Но вот поезд снова движется, и воздух дрожит от напряжения. Она слышала, как шепчется между собой команда: «Рано, слишком рано отправляться в путь. Почему бы не дождаться зимы, когда земля засыпает от холода и никакая опасность не может подстерегать тебя за деревьями? Летом же она просыпается, терзаемая голодом. Слишком рано, слишком рискованно».
Но не слишком рано для самой Вэйвэй. Впрочем, она ведь слишком любит рисковать, как обычно говорит Алексей.
«А кто в этом поезде не любит?» – отвечает в таких случаях она, и Алексею приходится признать ее правоту.
Все здесь уже наполовину безумны, все больны Запустеньем, не выразимыми никакими словами томлением и страхом, которые влекут их в Транссибирскую компанию. Те, кто слышит голос Запустенья, сидя в уютных городских домах, кто не в силах противиться зову могучего поезда. Они приходят в штаб-квартиру компании в Лондоне, или на Баньюнской дороге, или на Великой улице, стучат во всем известные деревянные двери и предстают перед неулыбчивыми седыми мужчинами, которые придирчиво их осматривают, требуя ответа на вопрос: почему вы считаете себя достойными этой чести? Большинству дают от ворот поворот. Немногих отобранных испытывают на чувствительность к пейзажу, способному повредить рассудок, заставляющему человека бросаться на решетку вагонного окна или кровянить пальцы о двери в тщетной надежде выбраться наружу. Если таких склонностей у кандидата не выявят, он получает темно-синюю униформу Транссибирского экспресса, контракт и Библию, на которой присягает в верности королеве. С этого момента он становится часть команды, частью компании, чьи владения простираются через половину мира.
Но с Вэйвэй все иначе. Она «дитя» поезда. Рожденная невесть где, вне пределов какой-либо страны, не под звездой какой-либо империи, она явилась в мир в тот самый момент, когда ее мать его покинула, в самом сердце Запустенья, на полу спального вагона третьего класса, глубокой ночью, когда обитатели равнин светились в темноте, подобно призракам. Плачущего младенца спеленали простынями с эмблемой Транссибирской компании и поручили заботам стюардов и поваров, а кормилицу нашли среди пассажиров третьего класса. Двумя неделями позже, когда поезд остановился у Русской Стены, девочка зашлась криком, потому что до сих пор не знала ничего другого, кроме непрерывного движения и шума. Представители компании в Москве не знали, как с ней поступить, поскольку никогда прежде не имели дела с внезапно осиротевшими младенцами. Ее мать скрывала свою беременность, а попутчикам заявила, что осталась одна в целом свете. Компания, не одобряя такую материнскую безответственность, сочла за лучшее вернуть девочку в Пекин первым же поездом и передать в заботливые руки китайского правительства.

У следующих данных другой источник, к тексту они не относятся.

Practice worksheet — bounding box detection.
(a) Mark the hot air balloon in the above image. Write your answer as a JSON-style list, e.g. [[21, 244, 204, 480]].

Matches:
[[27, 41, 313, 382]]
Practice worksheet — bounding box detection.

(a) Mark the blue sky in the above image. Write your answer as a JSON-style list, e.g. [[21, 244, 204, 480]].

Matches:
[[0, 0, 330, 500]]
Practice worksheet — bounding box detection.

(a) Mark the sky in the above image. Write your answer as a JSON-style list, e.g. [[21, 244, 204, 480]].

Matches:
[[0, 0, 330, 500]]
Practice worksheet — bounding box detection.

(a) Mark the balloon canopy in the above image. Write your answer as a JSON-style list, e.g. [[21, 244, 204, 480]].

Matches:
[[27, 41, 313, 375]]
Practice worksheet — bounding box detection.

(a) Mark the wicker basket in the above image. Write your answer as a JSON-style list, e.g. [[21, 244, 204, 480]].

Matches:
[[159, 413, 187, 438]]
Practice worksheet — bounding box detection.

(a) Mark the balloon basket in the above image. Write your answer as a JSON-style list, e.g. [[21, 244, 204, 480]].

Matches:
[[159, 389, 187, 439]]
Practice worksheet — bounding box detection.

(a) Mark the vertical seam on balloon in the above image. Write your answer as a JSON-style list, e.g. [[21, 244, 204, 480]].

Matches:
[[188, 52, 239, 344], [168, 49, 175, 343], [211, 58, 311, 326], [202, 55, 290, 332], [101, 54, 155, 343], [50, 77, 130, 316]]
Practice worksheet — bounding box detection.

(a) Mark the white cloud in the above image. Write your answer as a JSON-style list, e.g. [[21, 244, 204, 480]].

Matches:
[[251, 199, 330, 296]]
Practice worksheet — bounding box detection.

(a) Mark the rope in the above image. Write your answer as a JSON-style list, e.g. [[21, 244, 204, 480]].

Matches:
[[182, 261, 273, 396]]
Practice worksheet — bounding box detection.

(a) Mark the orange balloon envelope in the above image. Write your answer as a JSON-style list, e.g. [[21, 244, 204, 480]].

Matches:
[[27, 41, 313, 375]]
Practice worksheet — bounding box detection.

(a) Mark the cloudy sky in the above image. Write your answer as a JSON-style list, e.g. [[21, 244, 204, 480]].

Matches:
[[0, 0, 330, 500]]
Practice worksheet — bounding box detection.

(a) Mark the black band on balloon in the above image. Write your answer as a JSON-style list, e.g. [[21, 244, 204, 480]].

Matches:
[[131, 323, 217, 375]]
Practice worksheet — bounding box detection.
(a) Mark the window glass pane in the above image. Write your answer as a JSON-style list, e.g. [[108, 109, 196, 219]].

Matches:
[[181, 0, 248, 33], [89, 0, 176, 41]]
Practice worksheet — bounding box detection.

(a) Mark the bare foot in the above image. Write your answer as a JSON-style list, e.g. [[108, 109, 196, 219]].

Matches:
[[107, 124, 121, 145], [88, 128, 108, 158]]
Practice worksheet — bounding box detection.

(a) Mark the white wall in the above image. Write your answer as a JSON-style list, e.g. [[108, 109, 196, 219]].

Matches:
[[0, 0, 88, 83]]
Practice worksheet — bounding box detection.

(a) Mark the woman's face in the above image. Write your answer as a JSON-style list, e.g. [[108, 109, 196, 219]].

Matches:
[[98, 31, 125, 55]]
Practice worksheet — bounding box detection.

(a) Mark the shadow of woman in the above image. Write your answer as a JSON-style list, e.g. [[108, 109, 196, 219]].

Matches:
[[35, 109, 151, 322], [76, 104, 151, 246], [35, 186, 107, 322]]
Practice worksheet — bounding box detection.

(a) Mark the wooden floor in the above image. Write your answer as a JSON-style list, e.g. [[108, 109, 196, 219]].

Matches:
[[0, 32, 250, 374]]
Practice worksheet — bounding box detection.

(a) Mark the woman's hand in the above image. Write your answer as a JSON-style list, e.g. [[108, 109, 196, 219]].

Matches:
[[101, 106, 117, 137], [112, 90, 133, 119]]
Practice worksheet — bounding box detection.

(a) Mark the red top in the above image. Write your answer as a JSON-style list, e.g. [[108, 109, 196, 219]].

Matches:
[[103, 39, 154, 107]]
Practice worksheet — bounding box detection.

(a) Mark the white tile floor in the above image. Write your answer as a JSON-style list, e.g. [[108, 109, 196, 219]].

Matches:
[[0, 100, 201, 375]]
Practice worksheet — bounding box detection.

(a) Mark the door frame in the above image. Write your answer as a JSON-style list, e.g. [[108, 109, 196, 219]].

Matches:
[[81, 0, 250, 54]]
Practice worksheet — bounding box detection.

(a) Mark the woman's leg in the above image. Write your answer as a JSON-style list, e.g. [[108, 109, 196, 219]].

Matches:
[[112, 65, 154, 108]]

Так вышло, что ее выхаживала, кормила и переодевала кормилица с помощью свободных от дежурства членов команды. Но когда поезд добрался до Пекина и капитан пришла за малюткой, чтобы передать властям, кочегары сообщили, что та приносит удачу и уголь в этом рейсе горит ярче, чем прежде. Кухонные мальчишки прибавили, что масло сворачивается именно так, как нужно, и пассажиры первого класса нахваливают кухню, чего прежде никогда не случалось. Ночные стюарды заявили, что им по нраву ее общество, что она с серьезным видом выслушивает их скабрезные истории и почти не жалуется. И тогда капитан произнесла (по крайней мере, так рассказывали самой Вэйвэй): «Если она сможет честно зарабатывать свой хлеб, то пусть остается. Но у нас в поезде нет лишних деталей. Она должна научиться приносить пользу, как все мы».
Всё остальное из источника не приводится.